OS Collection
Agentless operating system discovery across your Linux fleet via SSH
Parascope's OS collector bridges the gap between what your infrastructure platforms know (VMs, containers, bare metal) and what's actually running inside those machines. It connects via SSH, runs a self-contained collection script, and reports back operating system configuration, software inventory, security posture, and runtime metrics — without installing agents on your targets.
Why OS Collection Matters
Infrastructure platforms like Proxmox, OpenStack, and Kubernetes track resources from the outside — CPU allocation, memory limits, network attachments. But they can't tell you:
- What Linux distribution and kernel version is actually running
- Which packages are installed and whether security updates are pending
- What services are listening on the network
- Whether SSH is configured securely
- Which TLS certificates are deployed and when they expire
- What containers are running inside the VM
- What physical network neighbors are connected via LLDP
OS collection answers these questions across your entire fleet, creating a rich layer of CI data that connects to infrastructure CIs you already track.
Architecture
Key design principles:
- Agentless: No software installed on targets. A self-contained bash script is streamed via SSH and executed in memory
- Minimal footprint: Only standard Linux tools required (bash, awk, grep, sed, df, uname, ss, ip). Optional tools like
lldpctlandopensslenable additional sections - Safe execution: Script writes nothing to disk on the target (except
/tmp), and missing tools or permissions result in empty fields rather than failures - Credential security: SSH keys and passwords stored securely in Parascope, never in config files or logs
CI Types Created
The OS collector creates four distinct CI types, each serving a specific purpose in your infrastructure model.
os.linux — Operating System Instance
The primary CI representing a Linux installation on a host. Contains comprehensive OS-level data organized into change-tracked configuration and point-in-time metrics.
Configuration (tracked in change history):
| Category | Data Collected |
|---|---|
| Identity | Distribution, version, kernel, hostname, architecture, timezone |
| Hardware | CPU model and core count, total memory, swap, virtualization type, block devices, network devices |
| Network | Interfaces with IP addresses, routes, DNS resolvers, listening ports with process names, LLDP neighbors |
| Software | Full package inventory (dpkg/rpm), systemd services with states |
| Security | Pending security updates, SSH daemon config, user accounts with sudo status, SELinux/AppArmor status, SSH host key fingerprints |
| Parent link | Reference to hosting CI (VM, container, or bare metal node) |
Metrics (point-in-time, not tracked):
| Metric | Description |
|---|---|
| CPU usage | Current CPU utilization percentage |
| Memory usage | Used memory in MB |
| Swap usage | Used swap in MB |
| Filesystems | Mount points with capacity and usage |
| Uptime | Seconds since last boot |
| Load average | 1, 5, and 15-minute load averages |
Relationships: Each os.linux CI has a runs_on relationship to its parent infrastructure CI (e.g., proxmox.vm, openstack.instance).

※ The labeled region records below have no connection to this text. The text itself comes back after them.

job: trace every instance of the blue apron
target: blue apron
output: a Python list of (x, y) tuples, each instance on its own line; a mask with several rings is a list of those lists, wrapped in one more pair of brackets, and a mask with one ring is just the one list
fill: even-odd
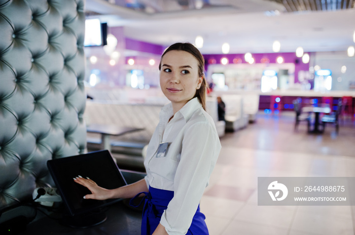
[[(142, 199), (138, 205), (134, 205), (133, 200), (144, 194), (145, 196)], [(130, 205), (137, 207), (144, 201), (143, 215), (142, 216), (141, 235), (151, 235), (155, 230), (160, 222), (160, 218), (164, 210), (167, 208), (168, 204), (174, 197), (173, 191), (160, 190), (153, 187), (149, 187), (149, 193), (139, 193), (131, 199)], [(192, 219), (192, 222), (189, 228), (187, 234), (188, 235), (208, 235), (204, 220), (205, 217), (200, 212), (200, 205)]]

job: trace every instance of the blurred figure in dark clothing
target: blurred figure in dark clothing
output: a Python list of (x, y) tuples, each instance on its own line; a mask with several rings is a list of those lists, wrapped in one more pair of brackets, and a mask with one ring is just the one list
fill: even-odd
[(226, 114), (226, 105), (222, 100), (221, 97), (217, 97), (218, 103), (218, 120), (225, 121), (224, 116)]

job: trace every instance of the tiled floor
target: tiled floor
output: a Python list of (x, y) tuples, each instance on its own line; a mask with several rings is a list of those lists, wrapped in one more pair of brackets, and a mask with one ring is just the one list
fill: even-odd
[(258, 176), (355, 177), (355, 125), (323, 134), (294, 131), (293, 113), (260, 114), (221, 138), (222, 150), (201, 202), (211, 235), (355, 234), (355, 206), (258, 206)]

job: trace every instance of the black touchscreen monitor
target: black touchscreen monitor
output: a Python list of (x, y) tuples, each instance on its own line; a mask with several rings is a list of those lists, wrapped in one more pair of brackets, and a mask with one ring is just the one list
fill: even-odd
[(108, 150), (49, 160), (47, 166), (72, 216), (90, 212), (119, 200), (84, 199), (83, 197), (91, 193), (86, 187), (74, 182), (74, 178), (79, 175), (88, 177), (99, 186), (108, 189), (127, 184)]

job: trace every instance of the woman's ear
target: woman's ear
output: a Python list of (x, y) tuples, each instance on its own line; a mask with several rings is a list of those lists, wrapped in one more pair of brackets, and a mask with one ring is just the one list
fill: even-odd
[(202, 84), (202, 81), (204, 79), (204, 75), (202, 75), (198, 78), (198, 81), (197, 82), (197, 86), (196, 87), (196, 89), (199, 89), (201, 87), (201, 85)]

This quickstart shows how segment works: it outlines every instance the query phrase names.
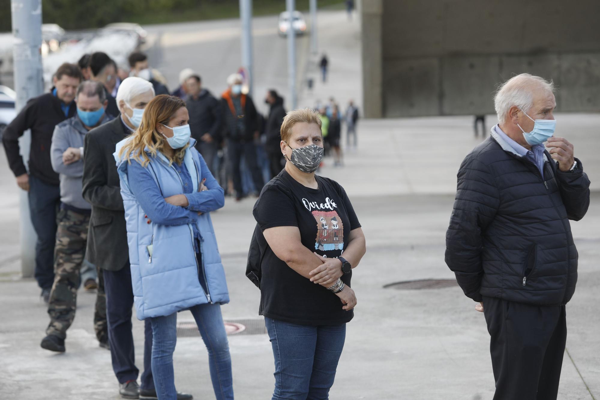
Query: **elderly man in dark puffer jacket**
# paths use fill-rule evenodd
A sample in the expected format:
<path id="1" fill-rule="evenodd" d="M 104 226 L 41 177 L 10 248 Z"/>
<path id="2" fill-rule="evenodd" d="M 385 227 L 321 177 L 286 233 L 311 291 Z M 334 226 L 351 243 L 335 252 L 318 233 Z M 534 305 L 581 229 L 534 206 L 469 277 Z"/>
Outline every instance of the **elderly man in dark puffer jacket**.
<path id="1" fill-rule="evenodd" d="M 573 145 L 553 136 L 553 91 L 529 74 L 500 87 L 500 123 L 460 166 L 446 234 L 446 263 L 481 302 L 491 336 L 494 400 L 552 400 L 558 392 L 565 305 L 577 280 L 569 220 L 587 211 L 590 181 Z"/>

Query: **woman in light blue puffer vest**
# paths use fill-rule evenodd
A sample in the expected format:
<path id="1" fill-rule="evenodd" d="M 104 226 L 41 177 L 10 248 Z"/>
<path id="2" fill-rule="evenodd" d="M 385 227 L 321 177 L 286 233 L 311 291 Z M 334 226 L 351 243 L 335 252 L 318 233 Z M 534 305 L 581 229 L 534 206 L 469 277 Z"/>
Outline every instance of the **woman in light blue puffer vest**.
<path id="1" fill-rule="evenodd" d="M 209 213 L 223 190 L 190 138 L 181 99 L 158 95 L 137 130 L 116 146 L 137 318 L 151 319 L 152 369 L 160 400 L 175 400 L 177 312 L 189 309 L 206 345 L 218 399 L 233 399 L 220 305 L 229 302 Z"/>

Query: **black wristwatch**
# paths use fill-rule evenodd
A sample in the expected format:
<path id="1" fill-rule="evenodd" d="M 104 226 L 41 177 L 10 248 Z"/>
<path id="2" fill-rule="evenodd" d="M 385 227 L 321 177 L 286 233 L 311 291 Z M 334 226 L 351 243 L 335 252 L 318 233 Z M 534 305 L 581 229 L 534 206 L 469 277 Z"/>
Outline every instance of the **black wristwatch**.
<path id="1" fill-rule="evenodd" d="M 342 256 L 339 256 L 338 258 L 341 261 L 341 271 L 344 274 L 349 274 L 352 270 L 352 266 L 350 265 L 350 262 L 348 262 L 346 259 Z"/>

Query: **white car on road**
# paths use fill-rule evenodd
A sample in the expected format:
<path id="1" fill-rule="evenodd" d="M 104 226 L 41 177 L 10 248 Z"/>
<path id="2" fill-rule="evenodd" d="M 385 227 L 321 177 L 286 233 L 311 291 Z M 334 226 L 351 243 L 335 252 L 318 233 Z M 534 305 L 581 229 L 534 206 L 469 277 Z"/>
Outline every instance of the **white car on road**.
<path id="1" fill-rule="evenodd" d="M 279 14 L 278 26 L 280 36 L 287 36 L 287 32 L 290 30 L 289 13 L 283 11 Z M 292 26 L 293 28 L 294 32 L 296 35 L 304 35 L 306 32 L 306 21 L 304 20 L 304 16 L 300 11 L 294 11 Z"/>

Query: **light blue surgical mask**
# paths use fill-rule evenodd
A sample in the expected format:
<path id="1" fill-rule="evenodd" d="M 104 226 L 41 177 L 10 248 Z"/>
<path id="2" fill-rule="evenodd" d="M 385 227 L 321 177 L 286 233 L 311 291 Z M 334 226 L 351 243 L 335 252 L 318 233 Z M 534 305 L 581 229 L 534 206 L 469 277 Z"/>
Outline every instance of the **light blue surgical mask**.
<path id="1" fill-rule="evenodd" d="M 233 94 L 239 94 L 242 92 L 242 85 L 233 85 L 231 86 L 231 92 Z"/>
<path id="2" fill-rule="evenodd" d="M 173 131 L 173 136 L 167 138 L 164 135 L 167 142 L 171 148 L 181 148 L 188 144 L 190 141 L 190 136 L 191 136 L 191 131 L 190 130 L 190 124 L 183 125 L 182 126 L 167 126 L 164 124 L 161 124 L 166 128 L 169 128 Z"/>
<path id="3" fill-rule="evenodd" d="M 520 125 L 517 124 L 523 131 L 523 138 L 530 146 L 544 143 L 553 136 L 556 129 L 556 120 L 534 120 L 525 114 L 524 111 L 521 111 L 534 123 L 533 130 L 530 132 L 526 132 Z"/>
<path id="4" fill-rule="evenodd" d="M 142 117 L 144 115 L 144 109 L 133 108 L 129 105 L 128 103 L 125 103 L 125 104 L 129 108 L 129 109 L 133 111 L 133 115 L 131 117 L 127 115 L 127 117 L 129 118 L 129 121 L 133 124 L 133 126 L 137 128 L 142 123 Z"/>
<path id="5" fill-rule="evenodd" d="M 100 118 L 104 115 L 104 109 L 103 107 L 100 107 L 95 111 L 82 111 L 78 108 L 77 115 L 83 123 L 83 125 L 89 127 L 96 126 Z"/>

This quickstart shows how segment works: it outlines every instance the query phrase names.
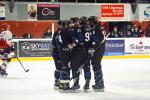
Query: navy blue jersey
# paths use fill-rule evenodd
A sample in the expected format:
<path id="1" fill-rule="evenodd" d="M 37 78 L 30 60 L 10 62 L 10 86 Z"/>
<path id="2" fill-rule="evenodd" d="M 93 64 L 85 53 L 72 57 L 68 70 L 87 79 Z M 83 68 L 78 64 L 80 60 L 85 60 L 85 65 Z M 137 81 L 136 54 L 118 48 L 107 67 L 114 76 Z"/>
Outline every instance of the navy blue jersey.
<path id="1" fill-rule="evenodd" d="M 58 34 L 58 47 L 59 49 L 66 49 L 72 43 L 72 35 L 68 29 L 61 30 Z"/>
<path id="2" fill-rule="evenodd" d="M 91 48 L 97 48 L 102 44 L 102 41 L 104 40 L 104 34 L 102 33 L 102 30 L 100 29 L 100 25 L 97 24 L 92 32 L 91 32 Z"/>
<path id="3" fill-rule="evenodd" d="M 60 31 L 61 30 L 55 32 L 52 38 L 52 45 L 53 45 L 52 56 L 55 58 L 60 58 L 59 50 L 58 50 L 58 36 L 59 36 L 58 34 L 60 33 Z"/>
<path id="4" fill-rule="evenodd" d="M 82 35 L 82 30 L 80 28 L 72 28 L 69 30 L 72 35 L 73 43 L 77 46 L 82 45 L 84 42 L 84 37 Z"/>
<path id="5" fill-rule="evenodd" d="M 84 47 L 86 48 L 90 48 L 91 46 L 91 32 L 92 32 L 92 29 L 90 26 L 84 26 L 82 28 L 82 34 L 84 37 Z"/>

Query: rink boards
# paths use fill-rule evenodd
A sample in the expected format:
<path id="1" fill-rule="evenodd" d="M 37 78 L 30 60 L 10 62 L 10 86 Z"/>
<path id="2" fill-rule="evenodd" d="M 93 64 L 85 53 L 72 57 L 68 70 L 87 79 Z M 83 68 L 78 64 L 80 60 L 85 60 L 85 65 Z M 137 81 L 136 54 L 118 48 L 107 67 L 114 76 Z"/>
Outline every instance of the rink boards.
<path id="1" fill-rule="evenodd" d="M 23 61 L 53 60 L 51 39 L 13 39 L 13 42 L 15 57 Z M 150 58 L 150 38 L 108 38 L 104 59 L 120 58 Z"/>

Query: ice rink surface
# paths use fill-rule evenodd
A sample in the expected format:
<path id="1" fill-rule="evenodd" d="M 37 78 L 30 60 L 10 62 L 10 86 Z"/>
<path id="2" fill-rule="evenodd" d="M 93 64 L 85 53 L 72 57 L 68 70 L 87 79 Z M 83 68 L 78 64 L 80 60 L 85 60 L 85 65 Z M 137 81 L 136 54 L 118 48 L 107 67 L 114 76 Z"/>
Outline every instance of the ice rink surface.
<path id="1" fill-rule="evenodd" d="M 0 100 L 150 100 L 150 59 L 104 59 L 105 92 L 90 88 L 89 93 L 82 91 L 83 75 L 79 93 L 54 90 L 53 61 L 22 63 L 30 69 L 28 73 L 18 62 L 11 62 L 8 77 L 0 78 Z"/>

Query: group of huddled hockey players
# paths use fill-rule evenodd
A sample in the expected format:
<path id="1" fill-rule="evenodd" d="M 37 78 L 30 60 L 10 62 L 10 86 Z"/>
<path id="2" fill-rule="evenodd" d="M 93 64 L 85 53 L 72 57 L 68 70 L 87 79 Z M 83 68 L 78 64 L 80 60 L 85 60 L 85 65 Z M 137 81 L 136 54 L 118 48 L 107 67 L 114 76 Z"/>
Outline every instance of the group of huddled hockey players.
<path id="1" fill-rule="evenodd" d="M 84 90 L 89 90 L 91 68 L 95 91 L 104 91 L 101 60 L 105 52 L 105 32 L 97 17 L 74 17 L 58 21 L 53 35 L 53 58 L 56 66 L 54 87 L 63 91 L 79 90 L 80 71 L 84 70 Z M 72 75 L 70 75 L 72 73 Z M 73 79 L 73 86 L 70 81 Z"/>
<path id="2" fill-rule="evenodd" d="M 7 76 L 7 65 L 11 61 L 11 52 L 14 51 L 12 43 L 12 33 L 10 25 L 4 23 L 0 25 L 0 59 L 3 61 L 0 65 L 0 76 Z"/>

os.software — Promoted Software
Not every installed package becomes a CI. The promotion engine identifies operationally significant software — services with listening ports, active daemons, and known infrastructure components — and promotes them to dedicated CIs.
Software CIs are deduplicated across the fleet: one CI per unique (software name, version, package type) combination, with per-host instance records tracking where it runs.
CI-level fields (shared identity):
| Field | Example |
|---|---|
| Software name | nginx |
| Version | 1.24.0-2ubuntu1 |
| Package type | dpkg, rpm, apk |
| Promotion reasons | listening_port, active_daemon, known_pattern |
Per-host instance fields:
| Field | Example |
|---|---|
| Service state | running, stopped, disabled |
| Listening ports | [{port: 80, protocol: tcp}, {port: 443, protocol: tcp}] |
| Systemd units | ["nginx.service"] |
| Memory RSS | 128.5 MB |
| Available update | 1.24.1-2ubuntu1 (if security update pending) |
This two-tier model means you can answer both "What version of nginx exists in our fleet?" (CI level) and "Which specific hosts run nginx, and is the service healthy?" (instance level).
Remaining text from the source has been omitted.